7 Gambar di atas merupakan trapesium dalam konteks yang berbeda. Peneliti menduga ada yang menyebut hal tersebut sebagai jajargenjang, belum mengerti hubungan antara jajargenjang dan trapesium sehingga untuk mencari luas daerah di atas menggunakan konsep luas daerah jajargenjang yaitu perkalian alas dengan tinggi yang bersesuaian. Ketika siswa dihadapkan pada persoalan luas daerah trapesium yang belum pernah dicontohkan oleh gurunya, besar kemungkinan siswa belum mampu menyelesaikannya. Hal ini terjadi akibat pembelajaran matematika, yang harusnya mampu menjadikan siswa memahami mulai dari konsep dasar suatu materi secara utuh, ternyata tidak tersampaikan sehingga timbul hambatan pembelajaran (learning obstacle). Dengan demikian, perlu adanya suatu proses perencanaan pembelajaran yang disusun sebagai rancangan pembelajaran (desain didaktis). Desain didaktis ini merupakan langkah awal sebelum adanya pembelajaran untuk mengatasi hambatan belajar yang muncul pada proses pembelajaran sehingga diharapkan mampu mengarahkan siswa pada pembentukan pemahaman yang utuh. Itulah alasan mengapa peneliti tertarik untuk meneliti Desain Didaktis Konsep Luas Daerah Trapesium pada Pembelajaran Matematika SMP. B. Rumusan Masalah Dari uraian latar belakang masalah di atas, penulis ingin mengetahui bagaimana desain didaktis bahan ajar konsep luas daerah trapesium pada pembelajaran SMP. Dari rumusan masalah tersebut, dapat diuraikan pertanyaanpertanyaan penelitian sebagai berikut.

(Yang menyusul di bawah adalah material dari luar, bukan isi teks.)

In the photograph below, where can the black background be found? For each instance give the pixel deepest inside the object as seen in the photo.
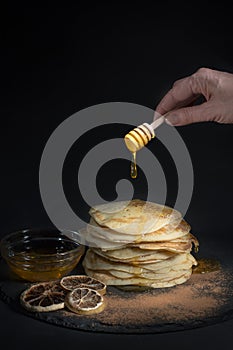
(60, 59)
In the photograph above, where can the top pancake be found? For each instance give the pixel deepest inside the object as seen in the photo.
(135, 217)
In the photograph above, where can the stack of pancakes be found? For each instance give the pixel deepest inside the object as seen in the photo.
(138, 243)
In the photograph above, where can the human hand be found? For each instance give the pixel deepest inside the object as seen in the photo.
(215, 86)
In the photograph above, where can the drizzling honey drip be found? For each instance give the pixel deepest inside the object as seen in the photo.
(206, 265)
(133, 167)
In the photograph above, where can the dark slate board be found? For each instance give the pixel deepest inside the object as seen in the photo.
(127, 312)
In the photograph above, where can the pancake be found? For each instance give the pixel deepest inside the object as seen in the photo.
(95, 262)
(115, 281)
(105, 238)
(134, 217)
(138, 243)
(133, 254)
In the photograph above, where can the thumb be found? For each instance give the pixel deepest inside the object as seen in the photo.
(188, 115)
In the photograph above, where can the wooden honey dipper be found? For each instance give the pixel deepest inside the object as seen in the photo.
(141, 135)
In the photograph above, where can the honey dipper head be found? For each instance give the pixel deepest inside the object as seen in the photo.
(139, 137)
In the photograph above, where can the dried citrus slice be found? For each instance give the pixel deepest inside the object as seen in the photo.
(44, 296)
(81, 281)
(84, 301)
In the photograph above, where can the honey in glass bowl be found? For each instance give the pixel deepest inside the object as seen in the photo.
(40, 255)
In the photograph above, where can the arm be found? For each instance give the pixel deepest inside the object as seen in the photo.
(215, 86)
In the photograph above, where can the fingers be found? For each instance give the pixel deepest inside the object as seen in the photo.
(188, 89)
(188, 115)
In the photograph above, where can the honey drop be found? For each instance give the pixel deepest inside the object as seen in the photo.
(133, 167)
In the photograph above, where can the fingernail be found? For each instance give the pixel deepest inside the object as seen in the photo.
(172, 120)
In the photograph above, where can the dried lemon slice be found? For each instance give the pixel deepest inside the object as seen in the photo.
(45, 296)
(84, 301)
(81, 281)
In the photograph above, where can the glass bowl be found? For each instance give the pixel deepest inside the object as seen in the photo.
(40, 254)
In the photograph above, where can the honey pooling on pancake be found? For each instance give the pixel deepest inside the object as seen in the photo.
(135, 140)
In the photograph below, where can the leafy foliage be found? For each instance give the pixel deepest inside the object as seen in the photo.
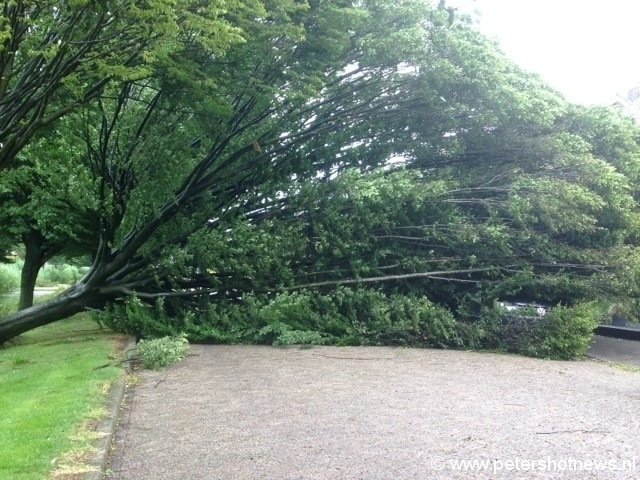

8 1. Bagaimana karakteristik learning obstacle yang bisa diidentifikasi terkait konsep luas daearah trapesium? 2. Bagaimana hasil repersonalisasi konsep luas daerah trapesium dalam keterkaitan antar konsep? 3. Bagaimana desain didaktis awal konsep luas daerah trapesium yang sesuai dengan karakteristik siswa kelas VII? 4. Bagaimana implementasi desain didaktis, khususnya ditinjau dari respon siswa yang muncul? 5. Bagaimana hasil revisi desain didaktis awal setelah mengetahui hasil respon siswa? C. Tujuan Penelitian Berdasarkan rumusan masalah yang telah diuraikan di atas, tujuan penelitian ini adalah sebagai berikut. 1. Mengetahui karakteristik learning obstacle yang dapat diidentifikasi terkait konsep luas daerah trapesium. 2. Mengetahui hasil repersonalisasi konsep luas daerah trapesium dalam keterkaitan antar konsep. 3. Mengetahui desain didaktis awal konsep luas daerah trapesium yang sesuai dengan karakteristik siswa kelas VII. 4. Mengetahui implementasi desain didaktis, khususnya ditinjau dari respon siswa yang muncul.

9 5. Mengetahui hasil revisi desain didaktis awal setelah mengetahui hasil respon siswa. D. Manfaat Penelitian Penelitian ini diharapkan dapat memberikan manfaat atau kontribusi nyata bagi berbagai kalangan, diantaranya sebagai berikut. 1. Bagi siswa, diharapkan dapat lebih memahami konsep luas daerah trapesium dalam pembelajaran matematika tanpa adanya kesalahan konsep yang akan berakibat pada pembelajaran matematika berikutnya. 2. Bagi guru matematika, diharapkan dapat menciptakan pembelajaran matematika berdasarkan karakteristik siswa melalui penelitian desain didaktis serta dapat menerapkan dan memilih metode pembelajaran yang tepat sehingga dapat meningkatkan prestasi belajar matematika secara optimal. 3. Bagi peneliti lain, diharapkan dapat menjadi rujukan untuk penelitian selanjutnya yang relevan. E. Definisi Operasional 1. Learning obstacle merupakan hambatan yang terjadi dalam proses pembelajaran. Learning obstacle terdiri atas didaktis (dalam hal cara mengajar), ontogenis (penggunaan), epistimologis (dalam konsep yang terbatas pada konteks tertentu). 2. Hambatan epistimologis merupakan hambatan yang berkaitan dengan pengetahuan seseorang yang hanya terbatas pada konteks tertentu.

10 3. Desain didaktis merupakan rancangan tentang sajian bahan ajar yang memperhatikan prediksi respon siswa. Desain didaktis dikembangkan berdasarkan sifat konsep yang akan disajikan dengan mempertimbangkan learning obstacle yang diidentifikasi. Desain didaktis tersebut dirancang untuk mengurangi munculnya learning obstacle. 4. Pembelajaran matematika SMP adalah pembelajaran matematika yang menggunakan desain didaktis pada siswa SMP. 5. Konsep luas daerah trapesium adalah konsep matematika yang menyangkut konsep luas daerah sebelumnya, yaitu segitiga dan mempertimbangkan berbagai hambatan epistimologis dan learning obstacle.